Details: Assumes that A2 contains the company name.

Cleanup Companies GIF

Clean up Addresses

Goal: Extract Zip Code, State, and Country Code from an address.

Examples:

Zip Code:

1=ASK_OPENAI(CONCATENATE("The Zip code of ",A2," is: "))

State:

1=ASK_OPENAI(CONCATENATE("The State of ",A2," is: "))

Country Code:

1=ASK_OPENAI(CONCATENATE("The Country Code of ",A2," is: "))
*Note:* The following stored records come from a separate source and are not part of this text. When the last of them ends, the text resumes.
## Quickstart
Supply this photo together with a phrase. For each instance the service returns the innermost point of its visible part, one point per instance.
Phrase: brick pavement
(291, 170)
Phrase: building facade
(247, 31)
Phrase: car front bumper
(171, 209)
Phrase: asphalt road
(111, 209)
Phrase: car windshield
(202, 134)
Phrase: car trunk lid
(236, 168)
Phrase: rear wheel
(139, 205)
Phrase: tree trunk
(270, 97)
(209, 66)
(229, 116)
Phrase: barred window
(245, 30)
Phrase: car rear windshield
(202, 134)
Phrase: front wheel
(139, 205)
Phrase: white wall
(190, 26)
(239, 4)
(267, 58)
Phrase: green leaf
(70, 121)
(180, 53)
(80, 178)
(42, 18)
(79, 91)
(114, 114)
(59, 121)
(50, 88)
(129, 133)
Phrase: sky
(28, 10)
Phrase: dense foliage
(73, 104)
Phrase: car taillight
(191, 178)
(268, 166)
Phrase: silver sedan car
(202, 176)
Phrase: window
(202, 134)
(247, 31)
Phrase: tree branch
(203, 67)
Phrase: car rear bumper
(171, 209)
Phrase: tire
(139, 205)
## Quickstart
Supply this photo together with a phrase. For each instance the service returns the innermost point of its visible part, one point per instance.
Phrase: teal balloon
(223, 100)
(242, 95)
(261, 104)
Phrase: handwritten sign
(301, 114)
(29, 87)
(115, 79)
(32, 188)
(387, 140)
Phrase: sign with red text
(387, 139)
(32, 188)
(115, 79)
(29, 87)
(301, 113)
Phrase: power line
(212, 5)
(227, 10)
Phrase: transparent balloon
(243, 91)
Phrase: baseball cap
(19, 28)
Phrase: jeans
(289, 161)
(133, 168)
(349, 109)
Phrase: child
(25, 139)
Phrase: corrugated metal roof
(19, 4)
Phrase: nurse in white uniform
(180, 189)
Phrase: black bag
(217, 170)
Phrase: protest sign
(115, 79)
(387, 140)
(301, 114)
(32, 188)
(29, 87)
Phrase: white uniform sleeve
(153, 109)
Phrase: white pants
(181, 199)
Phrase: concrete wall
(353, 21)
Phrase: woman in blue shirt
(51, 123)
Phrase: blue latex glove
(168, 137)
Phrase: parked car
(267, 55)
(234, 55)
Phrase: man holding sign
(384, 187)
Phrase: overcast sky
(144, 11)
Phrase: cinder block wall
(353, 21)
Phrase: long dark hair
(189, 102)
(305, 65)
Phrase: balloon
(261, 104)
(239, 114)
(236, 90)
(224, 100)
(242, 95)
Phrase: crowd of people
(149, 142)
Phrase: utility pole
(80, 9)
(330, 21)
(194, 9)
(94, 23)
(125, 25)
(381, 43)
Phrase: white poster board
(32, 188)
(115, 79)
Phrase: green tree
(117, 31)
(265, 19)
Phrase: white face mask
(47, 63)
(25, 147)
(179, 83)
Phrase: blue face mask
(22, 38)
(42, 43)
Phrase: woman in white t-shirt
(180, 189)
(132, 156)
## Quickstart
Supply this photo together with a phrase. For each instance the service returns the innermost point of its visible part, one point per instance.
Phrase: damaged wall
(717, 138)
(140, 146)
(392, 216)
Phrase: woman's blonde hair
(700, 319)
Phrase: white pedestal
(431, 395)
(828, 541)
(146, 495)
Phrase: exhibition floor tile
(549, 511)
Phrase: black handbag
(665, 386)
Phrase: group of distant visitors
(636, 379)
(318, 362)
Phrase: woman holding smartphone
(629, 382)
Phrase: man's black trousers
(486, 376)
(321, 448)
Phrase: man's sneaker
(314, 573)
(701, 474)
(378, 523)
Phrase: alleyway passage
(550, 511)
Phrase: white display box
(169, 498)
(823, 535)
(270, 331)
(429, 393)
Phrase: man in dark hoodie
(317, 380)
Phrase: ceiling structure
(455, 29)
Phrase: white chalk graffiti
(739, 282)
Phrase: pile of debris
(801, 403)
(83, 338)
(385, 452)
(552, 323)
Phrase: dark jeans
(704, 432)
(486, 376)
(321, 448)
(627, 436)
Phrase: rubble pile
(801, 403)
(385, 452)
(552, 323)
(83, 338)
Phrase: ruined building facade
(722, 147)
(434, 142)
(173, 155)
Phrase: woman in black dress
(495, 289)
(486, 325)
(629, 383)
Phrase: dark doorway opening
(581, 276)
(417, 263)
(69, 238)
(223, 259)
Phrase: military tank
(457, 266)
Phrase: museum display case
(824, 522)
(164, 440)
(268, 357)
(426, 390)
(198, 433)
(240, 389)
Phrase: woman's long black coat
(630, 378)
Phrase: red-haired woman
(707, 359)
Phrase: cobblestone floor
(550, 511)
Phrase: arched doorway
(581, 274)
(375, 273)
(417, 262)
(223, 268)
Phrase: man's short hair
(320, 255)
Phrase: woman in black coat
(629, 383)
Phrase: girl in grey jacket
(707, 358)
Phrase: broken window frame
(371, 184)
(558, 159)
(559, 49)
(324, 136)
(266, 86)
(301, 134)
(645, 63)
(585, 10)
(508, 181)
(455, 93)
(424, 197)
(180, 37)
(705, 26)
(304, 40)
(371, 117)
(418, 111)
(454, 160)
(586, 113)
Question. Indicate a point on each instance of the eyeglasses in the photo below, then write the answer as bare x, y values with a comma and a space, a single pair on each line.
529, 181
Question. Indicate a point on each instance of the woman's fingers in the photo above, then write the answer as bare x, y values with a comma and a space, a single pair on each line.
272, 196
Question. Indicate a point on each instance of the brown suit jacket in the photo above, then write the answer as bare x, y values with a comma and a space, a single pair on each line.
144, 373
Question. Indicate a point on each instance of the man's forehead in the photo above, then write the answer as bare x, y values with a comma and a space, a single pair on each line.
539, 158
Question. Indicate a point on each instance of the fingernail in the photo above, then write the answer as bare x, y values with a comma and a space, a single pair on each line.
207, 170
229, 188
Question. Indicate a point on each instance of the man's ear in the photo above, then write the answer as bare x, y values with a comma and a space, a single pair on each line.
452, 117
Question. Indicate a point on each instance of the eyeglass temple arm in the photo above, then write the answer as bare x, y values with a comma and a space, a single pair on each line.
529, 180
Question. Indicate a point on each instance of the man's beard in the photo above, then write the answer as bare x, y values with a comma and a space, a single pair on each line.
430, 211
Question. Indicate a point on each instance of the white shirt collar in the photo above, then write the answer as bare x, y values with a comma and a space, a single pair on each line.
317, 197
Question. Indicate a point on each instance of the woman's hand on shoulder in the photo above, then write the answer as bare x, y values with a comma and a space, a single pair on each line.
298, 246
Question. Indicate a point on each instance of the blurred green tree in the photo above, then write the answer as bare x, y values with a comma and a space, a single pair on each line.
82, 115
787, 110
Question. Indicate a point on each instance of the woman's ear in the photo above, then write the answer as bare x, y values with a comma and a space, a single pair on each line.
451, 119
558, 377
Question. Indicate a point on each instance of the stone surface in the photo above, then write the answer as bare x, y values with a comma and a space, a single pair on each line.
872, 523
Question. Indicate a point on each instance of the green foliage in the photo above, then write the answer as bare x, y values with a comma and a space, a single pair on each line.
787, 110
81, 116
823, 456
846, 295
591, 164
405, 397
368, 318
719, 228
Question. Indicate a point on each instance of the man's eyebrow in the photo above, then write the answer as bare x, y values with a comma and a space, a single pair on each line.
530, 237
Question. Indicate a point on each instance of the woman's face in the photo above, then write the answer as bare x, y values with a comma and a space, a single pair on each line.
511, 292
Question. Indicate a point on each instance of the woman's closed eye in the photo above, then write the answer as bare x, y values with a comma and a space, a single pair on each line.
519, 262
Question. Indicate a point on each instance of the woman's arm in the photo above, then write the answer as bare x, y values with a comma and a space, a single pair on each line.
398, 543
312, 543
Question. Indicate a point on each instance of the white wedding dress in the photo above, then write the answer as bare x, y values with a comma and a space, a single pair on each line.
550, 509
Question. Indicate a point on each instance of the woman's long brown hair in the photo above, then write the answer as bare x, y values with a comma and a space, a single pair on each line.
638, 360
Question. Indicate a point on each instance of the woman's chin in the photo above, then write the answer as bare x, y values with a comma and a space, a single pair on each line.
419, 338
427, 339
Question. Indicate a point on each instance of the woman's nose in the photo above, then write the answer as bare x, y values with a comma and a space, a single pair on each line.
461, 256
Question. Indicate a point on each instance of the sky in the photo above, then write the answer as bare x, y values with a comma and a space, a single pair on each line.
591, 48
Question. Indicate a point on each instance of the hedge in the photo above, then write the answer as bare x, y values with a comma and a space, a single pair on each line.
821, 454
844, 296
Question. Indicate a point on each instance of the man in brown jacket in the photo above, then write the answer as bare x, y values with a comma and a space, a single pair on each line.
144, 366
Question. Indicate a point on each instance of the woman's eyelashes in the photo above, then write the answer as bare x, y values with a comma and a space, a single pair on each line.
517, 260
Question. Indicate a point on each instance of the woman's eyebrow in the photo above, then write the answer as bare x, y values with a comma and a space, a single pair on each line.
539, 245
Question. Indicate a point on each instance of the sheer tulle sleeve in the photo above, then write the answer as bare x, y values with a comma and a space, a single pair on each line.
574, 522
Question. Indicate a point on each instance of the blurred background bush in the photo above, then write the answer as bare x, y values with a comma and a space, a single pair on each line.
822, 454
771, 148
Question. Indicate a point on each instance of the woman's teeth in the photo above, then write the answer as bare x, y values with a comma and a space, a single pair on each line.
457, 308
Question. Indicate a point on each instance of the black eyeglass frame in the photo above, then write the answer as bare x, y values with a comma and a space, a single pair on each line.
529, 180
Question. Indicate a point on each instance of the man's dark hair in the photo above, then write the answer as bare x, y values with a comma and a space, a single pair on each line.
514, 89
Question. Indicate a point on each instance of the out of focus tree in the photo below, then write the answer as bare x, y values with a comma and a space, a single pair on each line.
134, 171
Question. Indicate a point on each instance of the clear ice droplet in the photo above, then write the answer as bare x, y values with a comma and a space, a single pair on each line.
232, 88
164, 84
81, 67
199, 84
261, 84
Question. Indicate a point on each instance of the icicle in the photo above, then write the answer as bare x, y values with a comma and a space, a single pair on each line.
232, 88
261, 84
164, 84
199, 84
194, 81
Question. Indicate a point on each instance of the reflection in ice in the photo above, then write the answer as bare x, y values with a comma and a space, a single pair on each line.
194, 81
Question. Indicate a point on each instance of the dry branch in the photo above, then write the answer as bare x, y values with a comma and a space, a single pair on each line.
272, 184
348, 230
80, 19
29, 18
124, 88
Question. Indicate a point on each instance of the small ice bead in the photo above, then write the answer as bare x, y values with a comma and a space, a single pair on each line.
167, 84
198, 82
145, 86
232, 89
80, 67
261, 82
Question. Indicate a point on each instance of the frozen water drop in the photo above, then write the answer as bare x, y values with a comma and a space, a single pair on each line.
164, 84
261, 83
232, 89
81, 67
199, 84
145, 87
Details: All examples assume that A2 contains the company name.

Cleanup addresses GIF

Capitalize words

Goal: Correctly fix capitaliztion in a list of words.

Example:

1 =ASK_OPENAI(CONCATENATE("Capitalize the words in the following text: ",A2))

Details: All examples assume that A2 contains the company name.

Capitalize

Classify email providers

Goal: Clean up a list of emails by classifying the email providers and personal or company addresses.

Example:

1 =ASK_OPENAI(CONCATENATE("Classify this email provider address as either 'personal' or 'company'. Don't return anything else. Email: ",A2))

Details: All examples assume that A2 contains the email address.

Email providers

💡 Be specific in the prompt to reduce variability in the AI response. In this example by adding "Don't return anything else" to the prompt it guarantees that the response only contains the word personal or company.